Dec. 26 (Bloomberg) -- Pacific Investment
Management Co., the largest U.S. bond manager,
lifted investment limits for its Pimco High Income
closed-end fund to allow its managers to expand
the use of swaps and other derivatives.
Pimco High Income is removing a 20 percent
restriction on illiquid debt and a 25 percent cap
on derivatives, Allianz Global Investors Fund
Management LLC, the funds owner, said in a
statement today. Newport Beach, California-based
Pimco is subadviser to the fund.
The fund, with an asset value of $636 million,
last month delayed scheduled dividend payments as
it fell below a required assets-to-borrowing
ratio. It can now expand its investments in credit-
default swaps, contracts conceived to shield
investors against default. The cost of agreements
to protect holders of U.S. corporate bonds rose to
a record this month as investors shunned all but
the safest government-backed debt.
The removal of these restrictions provides
additional investment flexibility to respond to
changing market conditions, Allianz said in
todays statement.
Closed-end funds issue a fixed number of common
shares that trade on an exchange like stocks.

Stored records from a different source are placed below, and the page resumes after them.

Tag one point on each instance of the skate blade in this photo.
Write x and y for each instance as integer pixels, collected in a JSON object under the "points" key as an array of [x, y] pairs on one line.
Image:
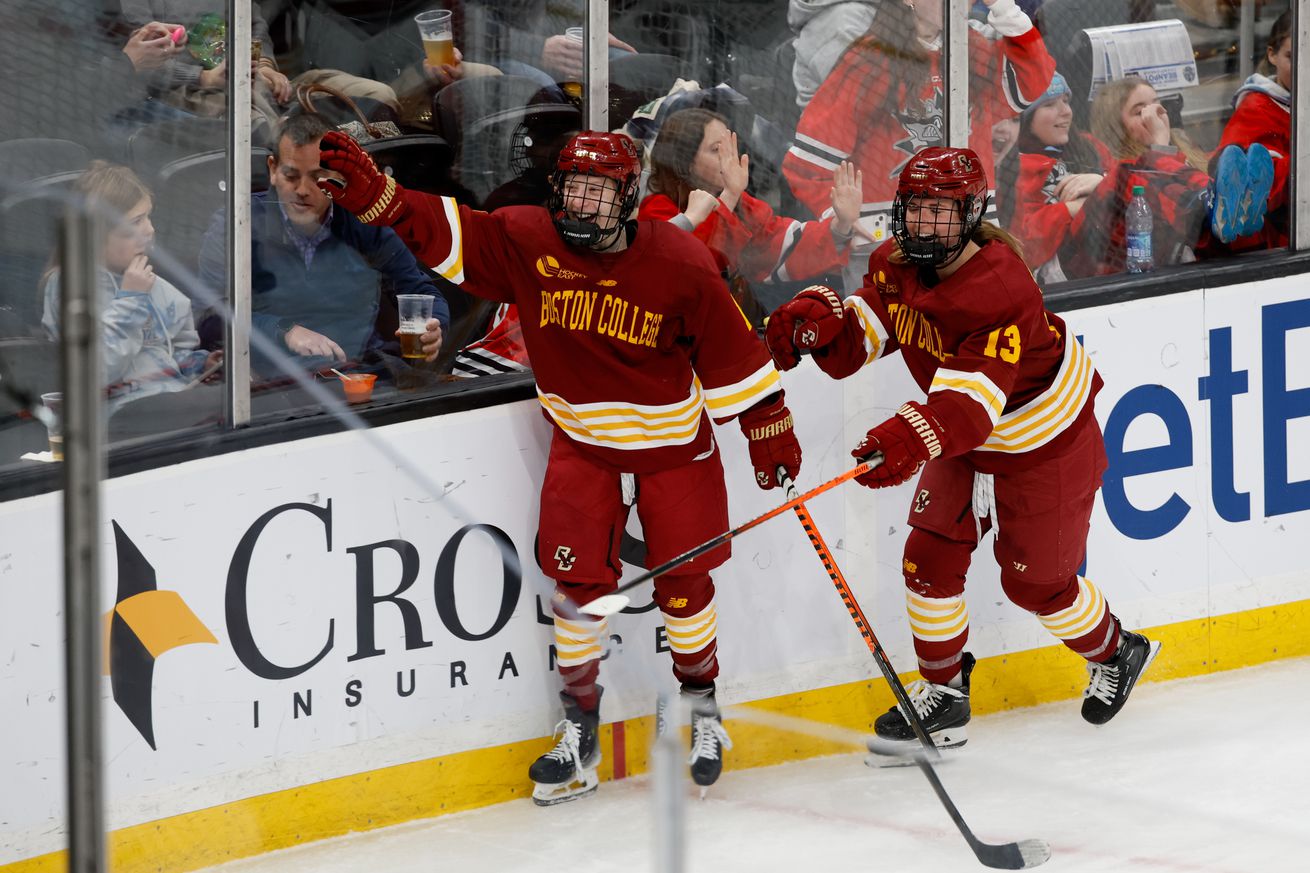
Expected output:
{"points": [[565, 792], [905, 753]]}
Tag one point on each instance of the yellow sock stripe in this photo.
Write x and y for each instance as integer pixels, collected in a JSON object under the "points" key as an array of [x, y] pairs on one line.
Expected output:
{"points": [[578, 641], [692, 633], [1081, 618], [935, 619]]}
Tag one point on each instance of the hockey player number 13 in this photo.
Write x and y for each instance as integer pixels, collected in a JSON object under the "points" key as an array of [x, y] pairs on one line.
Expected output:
{"points": [[1010, 354]]}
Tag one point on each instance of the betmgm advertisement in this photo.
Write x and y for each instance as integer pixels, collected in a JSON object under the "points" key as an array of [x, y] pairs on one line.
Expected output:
{"points": [[292, 614]]}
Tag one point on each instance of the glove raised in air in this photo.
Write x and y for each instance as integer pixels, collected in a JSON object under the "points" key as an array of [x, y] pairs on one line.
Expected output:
{"points": [[810, 320], [905, 441], [370, 194], [770, 441]]}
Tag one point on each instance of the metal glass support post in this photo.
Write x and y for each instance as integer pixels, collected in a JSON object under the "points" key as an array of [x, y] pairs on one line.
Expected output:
{"points": [[955, 43], [596, 59], [83, 471], [1298, 197], [668, 764], [1246, 39], [237, 329]]}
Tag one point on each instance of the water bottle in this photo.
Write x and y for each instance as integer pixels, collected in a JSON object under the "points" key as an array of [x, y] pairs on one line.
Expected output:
{"points": [[1137, 222]]}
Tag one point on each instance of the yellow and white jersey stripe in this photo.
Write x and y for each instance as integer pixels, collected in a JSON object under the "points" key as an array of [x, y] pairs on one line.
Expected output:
{"points": [[1081, 618], [1048, 414], [452, 265], [694, 632], [578, 641], [937, 619], [975, 386], [628, 426], [634, 426], [730, 400], [875, 334]]}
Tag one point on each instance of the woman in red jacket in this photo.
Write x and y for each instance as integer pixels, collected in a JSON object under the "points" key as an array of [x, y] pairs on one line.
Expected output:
{"points": [[698, 182], [1059, 167], [1263, 114]]}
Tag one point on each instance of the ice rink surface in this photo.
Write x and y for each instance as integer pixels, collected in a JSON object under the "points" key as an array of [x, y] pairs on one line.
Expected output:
{"points": [[1208, 775]]}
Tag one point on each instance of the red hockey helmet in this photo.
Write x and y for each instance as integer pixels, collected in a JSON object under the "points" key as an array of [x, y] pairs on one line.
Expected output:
{"points": [[939, 173], [595, 154]]}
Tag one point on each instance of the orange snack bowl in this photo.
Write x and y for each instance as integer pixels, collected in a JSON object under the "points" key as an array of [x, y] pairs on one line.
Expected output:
{"points": [[358, 387]]}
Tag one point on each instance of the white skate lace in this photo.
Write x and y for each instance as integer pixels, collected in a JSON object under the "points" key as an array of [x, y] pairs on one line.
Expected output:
{"points": [[705, 732], [567, 747], [924, 696], [1104, 683]]}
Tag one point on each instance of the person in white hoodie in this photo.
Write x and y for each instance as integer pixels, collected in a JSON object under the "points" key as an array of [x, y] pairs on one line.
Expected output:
{"points": [[824, 29], [148, 340]]}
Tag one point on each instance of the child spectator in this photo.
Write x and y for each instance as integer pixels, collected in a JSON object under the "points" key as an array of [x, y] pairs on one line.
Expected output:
{"points": [[1057, 168], [1262, 113], [698, 182], [149, 340]]}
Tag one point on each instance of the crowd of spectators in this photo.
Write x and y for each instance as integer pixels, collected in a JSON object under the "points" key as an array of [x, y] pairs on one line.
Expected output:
{"points": [[863, 92]]}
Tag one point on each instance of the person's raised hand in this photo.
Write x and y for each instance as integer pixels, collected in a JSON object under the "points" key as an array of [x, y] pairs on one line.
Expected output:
{"points": [[303, 341], [736, 171], [363, 190], [810, 320], [848, 197]]}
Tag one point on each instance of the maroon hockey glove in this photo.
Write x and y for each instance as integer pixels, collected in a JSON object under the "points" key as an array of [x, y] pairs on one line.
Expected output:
{"points": [[810, 320], [907, 439], [370, 194], [772, 441]]}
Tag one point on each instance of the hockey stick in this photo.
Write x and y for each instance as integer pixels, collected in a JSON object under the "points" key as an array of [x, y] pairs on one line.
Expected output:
{"points": [[1008, 856], [617, 599]]}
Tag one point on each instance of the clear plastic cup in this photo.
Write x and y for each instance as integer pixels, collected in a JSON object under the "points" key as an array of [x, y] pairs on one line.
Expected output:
{"points": [[414, 311], [434, 29], [54, 401]]}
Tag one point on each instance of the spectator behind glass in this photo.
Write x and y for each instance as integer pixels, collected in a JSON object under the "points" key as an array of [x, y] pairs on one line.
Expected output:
{"points": [[1057, 168], [149, 340], [883, 102], [824, 29], [315, 269], [1263, 114], [698, 182], [1184, 203], [528, 38]]}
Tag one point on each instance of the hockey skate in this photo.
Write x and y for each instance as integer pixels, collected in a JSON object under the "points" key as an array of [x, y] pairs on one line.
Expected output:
{"points": [[569, 771], [943, 709], [709, 737], [1111, 682]]}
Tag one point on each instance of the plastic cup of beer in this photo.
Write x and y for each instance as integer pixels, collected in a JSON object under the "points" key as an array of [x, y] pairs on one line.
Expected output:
{"points": [[573, 88], [434, 28], [414, 312], [54, 403]]}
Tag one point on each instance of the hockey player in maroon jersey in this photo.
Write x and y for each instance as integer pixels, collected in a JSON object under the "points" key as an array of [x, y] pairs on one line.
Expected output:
{"points": [[634, 345], [1006, 435]]}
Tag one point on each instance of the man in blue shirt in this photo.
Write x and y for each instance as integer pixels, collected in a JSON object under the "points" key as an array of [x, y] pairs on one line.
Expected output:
{"points": [[317, 270]]}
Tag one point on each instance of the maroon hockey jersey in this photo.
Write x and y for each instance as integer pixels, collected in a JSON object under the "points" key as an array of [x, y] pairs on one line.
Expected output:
{"points": [[856, 116], [630, 350], [1001, 372], [756, 243]]}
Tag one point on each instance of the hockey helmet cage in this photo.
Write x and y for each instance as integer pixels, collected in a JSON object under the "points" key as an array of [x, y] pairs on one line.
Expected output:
{"points": [[596, 154], [939, 173]]}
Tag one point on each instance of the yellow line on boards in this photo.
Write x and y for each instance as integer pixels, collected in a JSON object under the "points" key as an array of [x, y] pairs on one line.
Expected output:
{"points": [[484, 776]]}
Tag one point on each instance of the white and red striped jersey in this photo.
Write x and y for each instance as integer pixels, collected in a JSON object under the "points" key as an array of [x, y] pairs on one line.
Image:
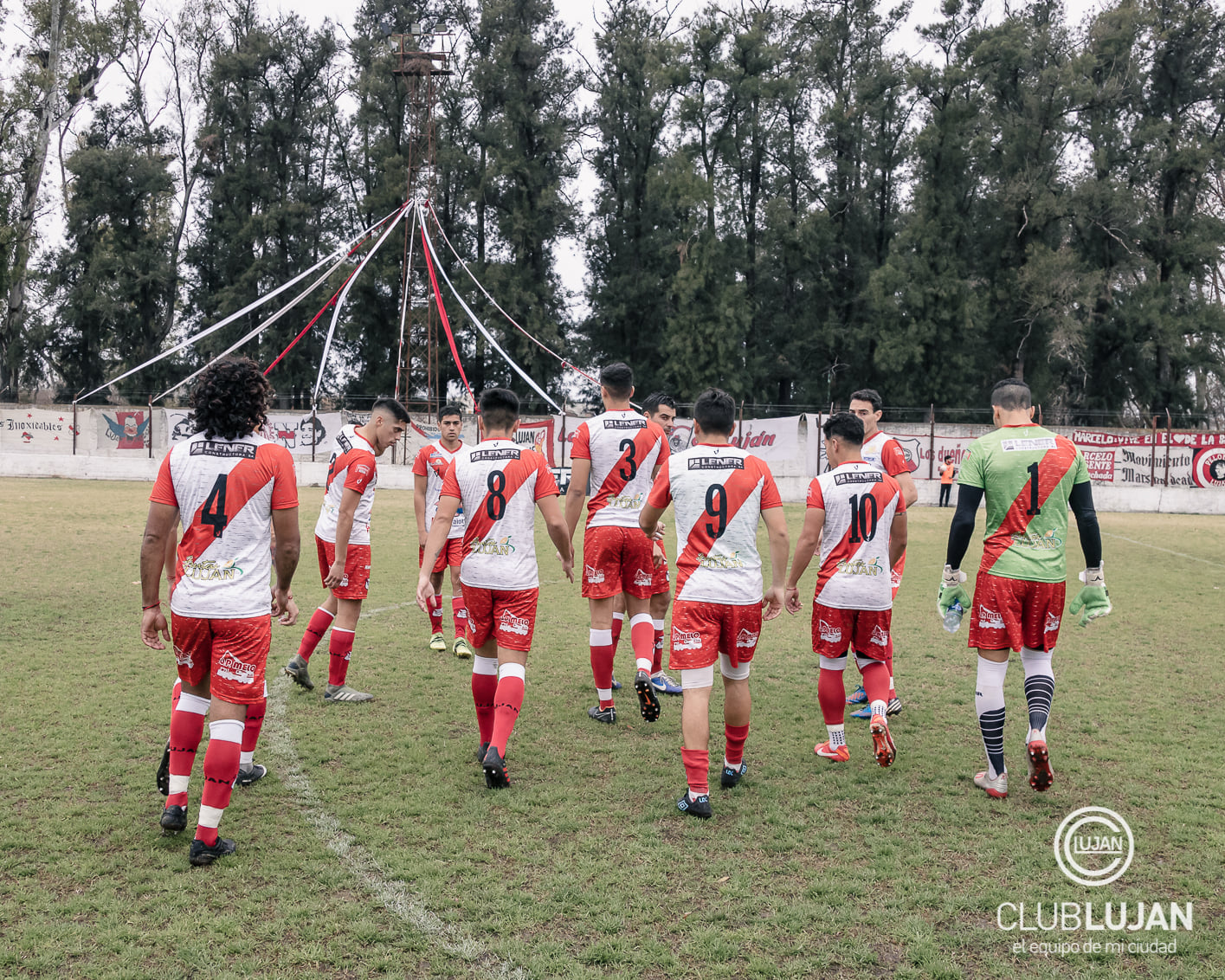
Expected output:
{"points": [[431, 462], [351, 467], [861, 504], [718, 493], [625, 448], [499, 484], [226, 493]]}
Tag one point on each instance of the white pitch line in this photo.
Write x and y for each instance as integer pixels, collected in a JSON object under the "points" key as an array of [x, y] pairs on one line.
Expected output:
{"points": [[1156, 548], [395, 894]]}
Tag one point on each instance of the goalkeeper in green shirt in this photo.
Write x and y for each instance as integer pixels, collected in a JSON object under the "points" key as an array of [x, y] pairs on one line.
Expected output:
{"points": [[1030, 478]]}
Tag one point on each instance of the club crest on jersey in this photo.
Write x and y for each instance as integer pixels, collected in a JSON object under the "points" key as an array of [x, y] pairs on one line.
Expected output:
{"points": [[513, 623], [684, 640], [858, 566], [233, 669], [210, 570]]}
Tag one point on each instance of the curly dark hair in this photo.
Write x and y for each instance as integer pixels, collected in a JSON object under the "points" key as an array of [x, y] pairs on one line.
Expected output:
{"points": [[230, 399]]}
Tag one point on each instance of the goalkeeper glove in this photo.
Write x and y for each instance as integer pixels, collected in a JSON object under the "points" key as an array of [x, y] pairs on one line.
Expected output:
{"points": [[1093, 598], [951, 590]]}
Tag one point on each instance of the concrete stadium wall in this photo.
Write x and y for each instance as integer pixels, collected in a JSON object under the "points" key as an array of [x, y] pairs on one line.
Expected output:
{"points": [[793, 487]]}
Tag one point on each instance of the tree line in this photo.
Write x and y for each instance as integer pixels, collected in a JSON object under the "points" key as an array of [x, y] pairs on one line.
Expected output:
{"points": [[784, 203]]}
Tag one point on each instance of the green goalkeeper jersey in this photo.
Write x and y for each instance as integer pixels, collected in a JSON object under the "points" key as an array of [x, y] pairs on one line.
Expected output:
{"points": [[1027, 473]]}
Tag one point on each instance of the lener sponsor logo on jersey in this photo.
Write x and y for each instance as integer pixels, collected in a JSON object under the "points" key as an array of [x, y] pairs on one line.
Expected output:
{"points": [[233, 669], [687, 641], [717, 462], [513, 623], [210, 570]]}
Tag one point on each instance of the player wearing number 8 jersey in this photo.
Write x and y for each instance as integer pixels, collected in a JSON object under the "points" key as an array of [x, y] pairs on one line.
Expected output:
{"points": [[718, 493], [619, 452], [1029, 477], [232, 489], [500, 486]]}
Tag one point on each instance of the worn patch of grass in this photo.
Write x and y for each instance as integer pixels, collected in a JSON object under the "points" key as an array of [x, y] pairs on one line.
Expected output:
{"points": [[584, 867]]}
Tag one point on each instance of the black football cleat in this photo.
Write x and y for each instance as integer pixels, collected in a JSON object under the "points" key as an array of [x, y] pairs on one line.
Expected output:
{"points": [[201, 855]]}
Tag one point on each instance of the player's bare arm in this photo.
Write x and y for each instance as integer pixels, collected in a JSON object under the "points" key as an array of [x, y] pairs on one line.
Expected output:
{"points": [[805, 548], [779, 549], [343, 529], [158, 527], [434, 543], [287, 549], [558, 533]]}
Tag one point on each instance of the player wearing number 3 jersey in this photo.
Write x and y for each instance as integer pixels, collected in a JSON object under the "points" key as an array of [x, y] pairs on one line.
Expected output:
{"points": [[232, 489], [1029, 477], [500, 486]]}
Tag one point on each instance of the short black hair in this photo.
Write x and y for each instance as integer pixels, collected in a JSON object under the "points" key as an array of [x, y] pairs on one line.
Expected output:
{"points": [[1011, 395], [655, 399], [716, 412], [846, 427], [617, 378], [868, 395], [230, 399], [499, 408], [391, 407]]}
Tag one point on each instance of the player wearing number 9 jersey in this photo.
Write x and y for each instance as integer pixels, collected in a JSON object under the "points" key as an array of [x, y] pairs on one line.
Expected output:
{"points": [[232, 489], [500, 486], [1029, 477]]}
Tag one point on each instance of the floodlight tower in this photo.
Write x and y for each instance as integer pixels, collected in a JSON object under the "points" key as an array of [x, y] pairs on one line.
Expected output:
{"points": [[422, 58]]}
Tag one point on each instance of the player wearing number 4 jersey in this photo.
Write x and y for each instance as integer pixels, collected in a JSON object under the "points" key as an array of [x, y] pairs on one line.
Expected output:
{"points": [[619, 452], [858, 515], [1029, 477], [718, 493], [342, 539], [500, 486], [232, 489]]}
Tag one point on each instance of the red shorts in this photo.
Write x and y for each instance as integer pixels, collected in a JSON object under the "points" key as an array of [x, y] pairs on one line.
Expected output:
{"points": [[835, 631], [1015, 613], [230, 654], [356, 583], [617, 560], [701, 631], [507, 616]]}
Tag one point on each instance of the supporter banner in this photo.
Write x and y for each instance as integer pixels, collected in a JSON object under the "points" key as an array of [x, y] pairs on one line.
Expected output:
{"points": [[35, 430]]}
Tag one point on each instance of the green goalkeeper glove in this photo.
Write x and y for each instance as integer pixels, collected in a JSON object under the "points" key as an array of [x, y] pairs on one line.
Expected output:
{"points": [[951, 590], [1093, 598]]}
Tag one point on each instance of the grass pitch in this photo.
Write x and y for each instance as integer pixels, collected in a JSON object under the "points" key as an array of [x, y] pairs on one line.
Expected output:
{"points": [[372, 849]]}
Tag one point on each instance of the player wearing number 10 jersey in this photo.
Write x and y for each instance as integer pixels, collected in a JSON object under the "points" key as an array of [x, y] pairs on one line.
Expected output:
{"points": [[1029, 477], [500, 486]]}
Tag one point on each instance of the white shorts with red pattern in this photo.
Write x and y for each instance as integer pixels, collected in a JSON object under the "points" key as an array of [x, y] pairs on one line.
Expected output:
{"points": [[507, 616], [701, 631]]}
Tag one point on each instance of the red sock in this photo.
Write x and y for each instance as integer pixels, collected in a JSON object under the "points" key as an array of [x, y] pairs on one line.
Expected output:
{"points": [[254, 723], [319, 622], [602, 663], [186, 731], [339, 648], [642, 636], [735, 750], [832, 696], [507, 702], [876, 681], [697, 770], [221, 767], [484, 687]]}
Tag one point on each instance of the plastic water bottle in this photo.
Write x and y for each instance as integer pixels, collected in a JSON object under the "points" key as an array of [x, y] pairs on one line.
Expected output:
{"points": [[953, 617]]}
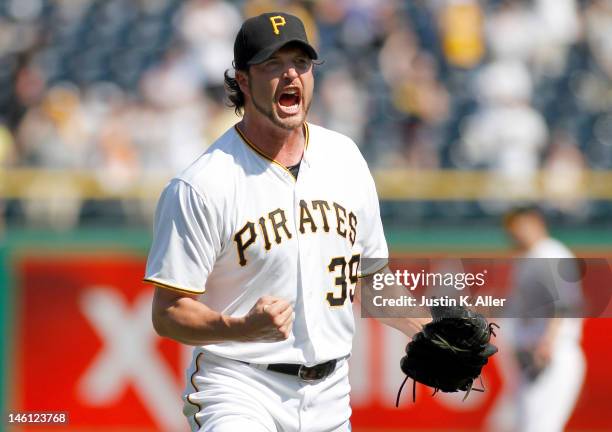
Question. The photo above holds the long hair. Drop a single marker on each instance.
(234, 94)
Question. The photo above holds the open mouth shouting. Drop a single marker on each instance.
(289, 101)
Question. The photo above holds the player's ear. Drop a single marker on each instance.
(242, 78)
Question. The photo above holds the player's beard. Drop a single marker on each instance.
(288, 123)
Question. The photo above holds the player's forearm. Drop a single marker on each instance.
(408, 326)
(193, 323)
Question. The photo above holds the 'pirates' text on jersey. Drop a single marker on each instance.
(236, 226)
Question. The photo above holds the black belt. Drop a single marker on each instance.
(305, 373)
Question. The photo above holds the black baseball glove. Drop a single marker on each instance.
(450, 352)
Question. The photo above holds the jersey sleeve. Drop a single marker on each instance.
(186, 240)
(375, 254)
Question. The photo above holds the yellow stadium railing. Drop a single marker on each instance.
(396, 184)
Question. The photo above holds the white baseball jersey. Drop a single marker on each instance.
(236, 226)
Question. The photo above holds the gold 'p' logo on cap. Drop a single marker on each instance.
(277, 21)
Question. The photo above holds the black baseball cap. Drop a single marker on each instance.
(262, 35)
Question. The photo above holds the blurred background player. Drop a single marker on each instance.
(546, 290)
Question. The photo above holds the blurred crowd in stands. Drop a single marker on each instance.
(129, 88)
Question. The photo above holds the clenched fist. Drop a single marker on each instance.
(269, 320)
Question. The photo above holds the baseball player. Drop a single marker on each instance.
(550, 358)
(257, 248)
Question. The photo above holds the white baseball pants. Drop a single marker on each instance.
(224, 395)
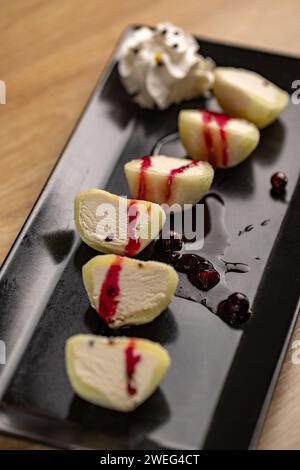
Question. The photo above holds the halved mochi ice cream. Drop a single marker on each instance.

Their share prices can trade at a premium or
discount to the underlying value of the funds
holdings. Most closed-end funds try to boost
returns for common shareholders through leverage
by selling debt or preferred shares.
Pimco High Income, managed by Mark Hudoff, invests
in high- yield corporate debt. The fund declined
12 cents, or 2.2 percent, to $5.41 a share at
12:14 p.m. in New York Stock Exchange composite
trading. Its shares have dropped 47 percent this
year, including reinvested dividends.
Setbacks
Pimco High Income last month suspended dividend
payments that would have been payable in November
and December. A dividend of about 24 cents a share
is scheduled to be paid on Jan. 2, consisting of
the amounts that would have been declared in the
two months, according to a Dec. 19 statement by
Pimco.
Closed-end funds have suffered a series of
setbacks this year that pushed share prices to
record lows. In February, the $330 billion auction-
rate market collapsed, eliminating a source of
financing and leaving holders of preferred shares
unable to sell. Since then, plunging debt prices
have pushed up the cost of borrowing and reduced
asset values.
Under credit-default swaps, the buyers are paid
face value in exchange for the underlying
securities or the cash equivalent should a company
fail to adhere to its debt agreements.
Pimco is a unit of Munich-based insurer Allianz
SE. Pimco manages $790 billion in assets.